In those days, new clothes only came at prescribed times. We’d go school shopping to buy new clothes to start the school year, I’d get winter clothes for Christmas and then a new Spring dress for Easter. So, where did the tradition of dressing up for Easter get started? Evidently, it’s roots go all the way back to Rome in 300 A.D..
Christian beginnings. In the early days of Christianity, newly baptized Christians wore white linen robes at Easter to symbolize rebirth and new life. But it was not until 300 A.D. that wearing new clothes became an official decree, as the Roman emperor Constantine declared that his court must wear the finest new clothing on Easter. Eventually, the tradition came to mark the end of Lent, when after wearing weeks of the same clothes, worshipers discarded the old frocks for new ones.
In the US, the Easter frock can be traced back to the post-Civil War era when people wanted to embrace the joy and promise of the holiday after a season of war and loss.

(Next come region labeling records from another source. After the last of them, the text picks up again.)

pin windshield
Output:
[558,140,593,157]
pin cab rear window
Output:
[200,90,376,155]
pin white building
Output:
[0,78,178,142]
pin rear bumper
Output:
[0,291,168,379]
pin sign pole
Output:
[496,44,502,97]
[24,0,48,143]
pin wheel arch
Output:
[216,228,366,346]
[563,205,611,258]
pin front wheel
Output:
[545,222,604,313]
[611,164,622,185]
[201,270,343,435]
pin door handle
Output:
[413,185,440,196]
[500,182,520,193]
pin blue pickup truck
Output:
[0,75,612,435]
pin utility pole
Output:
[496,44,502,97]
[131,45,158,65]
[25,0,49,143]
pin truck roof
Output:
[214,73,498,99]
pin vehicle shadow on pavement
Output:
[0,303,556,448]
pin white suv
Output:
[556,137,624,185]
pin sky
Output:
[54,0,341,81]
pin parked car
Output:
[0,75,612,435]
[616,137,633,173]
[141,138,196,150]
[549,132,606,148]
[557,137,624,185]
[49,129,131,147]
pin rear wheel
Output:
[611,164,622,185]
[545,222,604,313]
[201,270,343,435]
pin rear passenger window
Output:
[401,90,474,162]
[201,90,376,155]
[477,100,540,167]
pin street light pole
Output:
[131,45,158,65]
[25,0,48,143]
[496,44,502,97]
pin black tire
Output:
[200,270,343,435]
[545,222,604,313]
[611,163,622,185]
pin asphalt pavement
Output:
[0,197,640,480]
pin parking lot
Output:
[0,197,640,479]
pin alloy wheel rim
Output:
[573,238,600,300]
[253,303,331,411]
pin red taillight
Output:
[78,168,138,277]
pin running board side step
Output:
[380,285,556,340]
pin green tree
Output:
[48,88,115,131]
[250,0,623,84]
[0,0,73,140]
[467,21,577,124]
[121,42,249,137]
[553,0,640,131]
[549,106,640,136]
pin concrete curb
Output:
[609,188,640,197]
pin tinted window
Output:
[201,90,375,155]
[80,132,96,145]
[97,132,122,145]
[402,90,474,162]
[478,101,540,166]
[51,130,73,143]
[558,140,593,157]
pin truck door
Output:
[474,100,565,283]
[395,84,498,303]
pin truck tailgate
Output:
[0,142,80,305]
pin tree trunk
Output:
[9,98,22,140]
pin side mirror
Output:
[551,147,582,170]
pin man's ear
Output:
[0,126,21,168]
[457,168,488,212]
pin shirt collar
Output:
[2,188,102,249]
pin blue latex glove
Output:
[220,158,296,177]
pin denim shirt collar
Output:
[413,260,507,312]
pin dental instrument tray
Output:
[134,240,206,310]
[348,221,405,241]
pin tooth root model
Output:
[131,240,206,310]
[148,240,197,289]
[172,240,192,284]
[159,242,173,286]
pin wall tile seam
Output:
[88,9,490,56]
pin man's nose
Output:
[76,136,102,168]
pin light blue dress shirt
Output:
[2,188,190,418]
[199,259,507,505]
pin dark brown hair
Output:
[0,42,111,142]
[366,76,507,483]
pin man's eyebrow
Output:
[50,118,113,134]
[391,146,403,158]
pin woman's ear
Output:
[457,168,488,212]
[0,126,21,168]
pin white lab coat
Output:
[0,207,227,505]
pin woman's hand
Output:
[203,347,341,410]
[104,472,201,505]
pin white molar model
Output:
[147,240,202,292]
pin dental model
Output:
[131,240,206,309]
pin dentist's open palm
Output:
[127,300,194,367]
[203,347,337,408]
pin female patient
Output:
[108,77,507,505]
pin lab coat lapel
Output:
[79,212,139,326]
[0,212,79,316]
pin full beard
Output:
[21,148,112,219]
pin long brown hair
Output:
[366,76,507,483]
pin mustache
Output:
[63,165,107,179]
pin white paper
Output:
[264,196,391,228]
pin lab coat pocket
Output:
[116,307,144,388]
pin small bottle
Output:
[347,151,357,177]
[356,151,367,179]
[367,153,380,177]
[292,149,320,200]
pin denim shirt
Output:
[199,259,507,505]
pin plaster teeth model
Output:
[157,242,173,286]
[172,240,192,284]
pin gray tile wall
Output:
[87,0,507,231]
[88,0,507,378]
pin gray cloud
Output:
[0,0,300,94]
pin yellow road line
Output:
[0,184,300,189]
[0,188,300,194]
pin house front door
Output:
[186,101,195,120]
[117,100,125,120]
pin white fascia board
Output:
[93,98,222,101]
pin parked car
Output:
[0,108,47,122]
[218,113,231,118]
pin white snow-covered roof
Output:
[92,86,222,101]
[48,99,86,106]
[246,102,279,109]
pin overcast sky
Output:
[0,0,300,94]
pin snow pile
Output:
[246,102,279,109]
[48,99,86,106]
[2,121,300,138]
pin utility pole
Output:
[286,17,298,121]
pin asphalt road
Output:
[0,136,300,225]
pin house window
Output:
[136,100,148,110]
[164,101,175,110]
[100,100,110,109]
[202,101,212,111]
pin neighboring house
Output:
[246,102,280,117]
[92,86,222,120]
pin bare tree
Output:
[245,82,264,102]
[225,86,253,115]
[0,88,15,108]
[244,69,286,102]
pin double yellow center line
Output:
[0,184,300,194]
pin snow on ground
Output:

Post Civil War. Easter traditions as we know it were not celebrated in America until after the Civil War. Before that time, Puritans and the Protestant churches saw no good purpose in religious celebrations. After the devastation of the war, however, the churches saw Easter as a source of hope for Americans. Easter was called “The Sunday of Joy,” and women traded the dark colors of mourning for the happier colors of spring.
Really, I credit Easter with my love for girly fashion, because that was the one time a year that I was guaranteed to receive a new dress. Often, I’d also receive a new hat to boot! These days, receiving new clothes is no longer the occasion it used to be and I’ve come a long way since knee socks and yo-yo’s, but I’ll still hold on to the fond memories of my Easter dress and how I felt in it.
Do you have fond memories of an Easter dress? Enjoy this special holiday and make sure to take some pictures in your new Spring frock.